I see some problems with this list.

Not aphid related:

- aphidencyrtus_sp
- aphidiius_sp
- aphid_mummies
- aphid_mummies_aphelinus_black
- aphid_mummies_aphidius_brown
- aphid_mummies_blk
- aphid_mummies_brown

Not primary data:

- aphids_total
- bco_total
- ega_total
- total_alate_aphids
- total_apterous_aphids

I can prevent the matching of words containing "aphid" by adding a word boundary definition:

In [None]:
boundary = r'(?:_|^|$|\b)'
aphid_term_pattern = ''.join((
    boundary,
    r'(?:', '|'.join(aphid_terms), r')',
    boundary,
))

hc_aphid_columns, s2_aphid_columns = [
    sheet.columns[
        sheet.columns.str.contains(aphid_term_pattern)
    ] for sheet in compare_sheets
]

sorted(hc_aphid_columns.tolist() + s2_aphid_columns.tolist())

Better.
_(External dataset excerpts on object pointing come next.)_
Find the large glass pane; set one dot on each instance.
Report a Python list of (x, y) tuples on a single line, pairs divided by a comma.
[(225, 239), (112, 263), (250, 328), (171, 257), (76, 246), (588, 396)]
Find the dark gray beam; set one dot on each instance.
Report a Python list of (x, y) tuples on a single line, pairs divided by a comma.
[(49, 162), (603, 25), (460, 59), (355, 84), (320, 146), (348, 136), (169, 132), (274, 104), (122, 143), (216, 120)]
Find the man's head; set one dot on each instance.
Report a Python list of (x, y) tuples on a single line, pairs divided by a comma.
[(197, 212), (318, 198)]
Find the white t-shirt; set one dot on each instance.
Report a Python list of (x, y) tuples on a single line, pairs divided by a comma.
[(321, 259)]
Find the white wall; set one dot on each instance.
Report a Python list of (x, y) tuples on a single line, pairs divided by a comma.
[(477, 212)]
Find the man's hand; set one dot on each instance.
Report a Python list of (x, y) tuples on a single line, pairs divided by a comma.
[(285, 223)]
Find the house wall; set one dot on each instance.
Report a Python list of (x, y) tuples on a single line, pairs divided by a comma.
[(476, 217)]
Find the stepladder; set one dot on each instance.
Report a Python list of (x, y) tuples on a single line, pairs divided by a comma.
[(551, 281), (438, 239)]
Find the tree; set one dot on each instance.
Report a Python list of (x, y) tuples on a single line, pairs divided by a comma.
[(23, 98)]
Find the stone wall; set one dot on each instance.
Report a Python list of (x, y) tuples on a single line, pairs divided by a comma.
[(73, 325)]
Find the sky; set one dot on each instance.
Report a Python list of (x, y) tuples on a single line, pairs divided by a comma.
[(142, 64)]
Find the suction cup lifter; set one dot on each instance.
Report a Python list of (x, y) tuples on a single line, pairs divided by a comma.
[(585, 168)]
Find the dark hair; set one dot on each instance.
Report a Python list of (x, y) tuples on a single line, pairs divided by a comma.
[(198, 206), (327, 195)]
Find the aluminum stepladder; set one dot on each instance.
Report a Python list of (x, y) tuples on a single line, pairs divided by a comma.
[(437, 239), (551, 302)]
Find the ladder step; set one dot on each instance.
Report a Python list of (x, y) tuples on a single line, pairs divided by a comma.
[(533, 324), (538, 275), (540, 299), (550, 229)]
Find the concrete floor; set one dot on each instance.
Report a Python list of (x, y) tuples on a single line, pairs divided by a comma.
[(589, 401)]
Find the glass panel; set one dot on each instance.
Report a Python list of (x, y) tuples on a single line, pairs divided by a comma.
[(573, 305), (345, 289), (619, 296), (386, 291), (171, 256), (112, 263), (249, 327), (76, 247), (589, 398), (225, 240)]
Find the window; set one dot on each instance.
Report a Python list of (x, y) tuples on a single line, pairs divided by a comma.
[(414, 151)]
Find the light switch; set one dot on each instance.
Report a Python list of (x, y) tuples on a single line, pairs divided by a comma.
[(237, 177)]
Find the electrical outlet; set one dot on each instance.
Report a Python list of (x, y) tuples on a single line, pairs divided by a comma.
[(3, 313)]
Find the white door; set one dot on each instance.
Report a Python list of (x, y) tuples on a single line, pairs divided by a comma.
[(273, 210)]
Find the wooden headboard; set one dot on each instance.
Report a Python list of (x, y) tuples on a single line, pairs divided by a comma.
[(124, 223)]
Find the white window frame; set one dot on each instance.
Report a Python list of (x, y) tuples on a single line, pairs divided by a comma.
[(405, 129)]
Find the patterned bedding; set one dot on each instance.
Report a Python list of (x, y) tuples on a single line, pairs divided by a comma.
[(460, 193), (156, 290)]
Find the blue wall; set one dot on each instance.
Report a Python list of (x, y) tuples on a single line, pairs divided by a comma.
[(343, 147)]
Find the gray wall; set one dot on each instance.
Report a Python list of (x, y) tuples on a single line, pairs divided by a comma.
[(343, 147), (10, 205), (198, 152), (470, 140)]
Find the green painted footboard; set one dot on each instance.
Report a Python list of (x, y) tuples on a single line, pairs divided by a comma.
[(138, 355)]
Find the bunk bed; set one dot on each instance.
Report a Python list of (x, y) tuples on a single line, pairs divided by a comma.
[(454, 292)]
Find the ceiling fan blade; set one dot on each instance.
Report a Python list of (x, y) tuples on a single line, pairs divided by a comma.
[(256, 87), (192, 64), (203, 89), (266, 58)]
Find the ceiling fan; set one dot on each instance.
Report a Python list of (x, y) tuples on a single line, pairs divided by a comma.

Still need to exclude "total" and "mummies".

In [None]:
excluded_terms = (
    r'mumm(?:y|ies)',
    r'total',
)
aphid_term_pattern, excluded_term_pattern = (
    r''.join((
        boundary,
        r'(?:', '|'.join(pattern), r')',
        boundary,
    )) for pattern in (aphid_terms, excluded_terms)
)

hc_aphid_columns, s2_aphid_columns = [
    sheet.columns[
        sheet.columns.str.contains(aphid_term_pattern) & ~ sheet.columns.str.contains(excluded_term_pattern)
    ] for sheet in compare_sheets
]

sorted(hc_aphid_columns.tolist() + s2_aphid_columns.tolist())

Great! Aphid columns identified.

Before combining the data sets for mathematical processing, I'll need to normalize those column names.

##### @todo: normalize aphid names

#### Non-aphid Related Columns

What non-aphid columns remain?

In [None]:
hc_remainder, s2_remainder = (
    frame.columns[~frame.columns.isin(frame_aphid)]
    for frame, frame_aphid in zip((hc, s2), (hc_aphid_columns, s2_aphid_columns))
)

sorted(hc_remainder.tolist() + s2_remainder.tolist())

#### Lookup Columns (Record Index)

Reading through the list of remaining, non-aphid related columns, I see some that don't mention any organism by name. These columns may be useful for indexing, which is crucial to aligning the two data sources.

In [None]:
non_organism_column_names = pandas.Series(data=(
    'collection_date',
    'comments',
    'crop',
    'date',
    'date_by_week',
    'distance(m)',
    'field',
    'field_name',
    'id',
    'julian_date',
    'number of samples',
    'province',
    'sample_by_week',
    'site',
    'zadoks_stage',
))

Here are the names of the matching columns from each frame:

In [None]:
non_organism_columns_common = pandas.DataFrame(
    {
        name: dict(zip(non_organism_column_names,
                       non_organism_column_names.isin(frame.columns)))
        for name, frame
        in zip(sheet_names, compare_sheets)
    }
).replace(to_replace={False: '', True: '✅'})
non_organism_columns_common

### Align Columns

Our next goal is to determine which columns are in common and ensure they're of the same data type, so we can concatenate the frames.

In [None]:
non_organism_columns_common.index[
    non_organism_columns_common.all(axis='columns')
].tolist()

Those columns alone are probably enough to align the data.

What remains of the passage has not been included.